I don't remember much else for that day except that my boyfriend drove me home and as soon as I knocked on my sister's door I started to cry. She opened the door and I literally fell into her arms crying.
I didn't sleep at all that night.
I got up early the next morning and went back to the hospital, this time with my sister. The bus ride there was hard on us both, I felt sick to my stomach and I could tell she was nervous too. Our eyes met many times and I'm sure she could see the desperate plea in mine of "please, let me be okay."
Once again I was stripped from the waist up and forced to wait in the hallway in a hospital gown that no matter what, always makes you feel vulnerable and scared. Finally the nurse brought us into a small room where I lay down and the biopsy happened.
I have to say now that it wasn't the worst thing I've ever had done to me, it didn't hurt thankfully to the freezing, but it was probably one of the scariest moments I've had so far. I was fully awake when they stuck the needle into my breast to extract the test tissue and I started to cry after a while because I felt helpless. There wasn't anything I could do but lay there as they poked around in my body, the best way I can explain it was some sort of unwilling entry.
But it wasn't the worst part.
The absolute worst part was waiting for the test results. For over a week I broke down crying at any given moment, it didn't matter where I was or who I was with because I was just so scared.

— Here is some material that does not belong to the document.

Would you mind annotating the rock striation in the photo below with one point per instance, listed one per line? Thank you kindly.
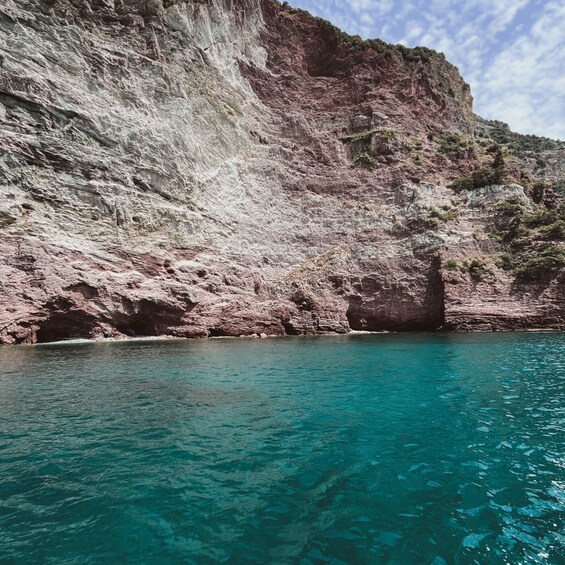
(238, 167)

I can't even begin to explain how terrified I was, it was crippling and yet I also felt ashamed in a weird way. Like it was my fault somehow, like I didn't take good enough care of my body. It makes no rational sense but I couldn't help it, I remember sitting on my kitchen floor one night crying until my eyes were sore because I couldn't do anything else.
I couldn't think of a way to change the fact that I might have breast cancer.
Finally I was called in to talk the doctor about the results.
"Your results from the biopsy came back and it's not cancer."
My heart rose and I felt a huge weight slip off my shoulders, finally I had an answer, finally I was okay and...
"But we still don't know what the lump is and we are recommending that you get it removed."
I was stunned into silence and as my sister asked the doctor all the relative and important questions about it and the results I just sat there.
"Shawna, you've been very quiet about all this."
I couldn't help it, I started to cry again. Not because I wasn't happy to learn I don't have breast cancer, I was VERY relieved. I was crying because in some weird way I felt still somewhat cheated. It was like having a crappy consolation prize after you've been shown something amazing.
I had to have surgery again, something that is frightening and painful.
I was going to have another scar on my body.
But after a good cry and a bit of time with my sister I have accepted these things. I am very happy to learn that I don't have breast cancer (although part of me won't FULLY believe that till they take out the lump and have it fully tested) and after talking to the surgeon today about the procedure and recovery I am feeling positive and confident about it.
Through these past few weeks I have learned that not only am I strong but that I am surrounded by people who are willing to help me. To help me be strong, or to let me be scared, angry, or upset.
And for that I am eternally grateful.
And as for the scars?
Well, like a friend of mine said: "Scars are just stories in sexy places."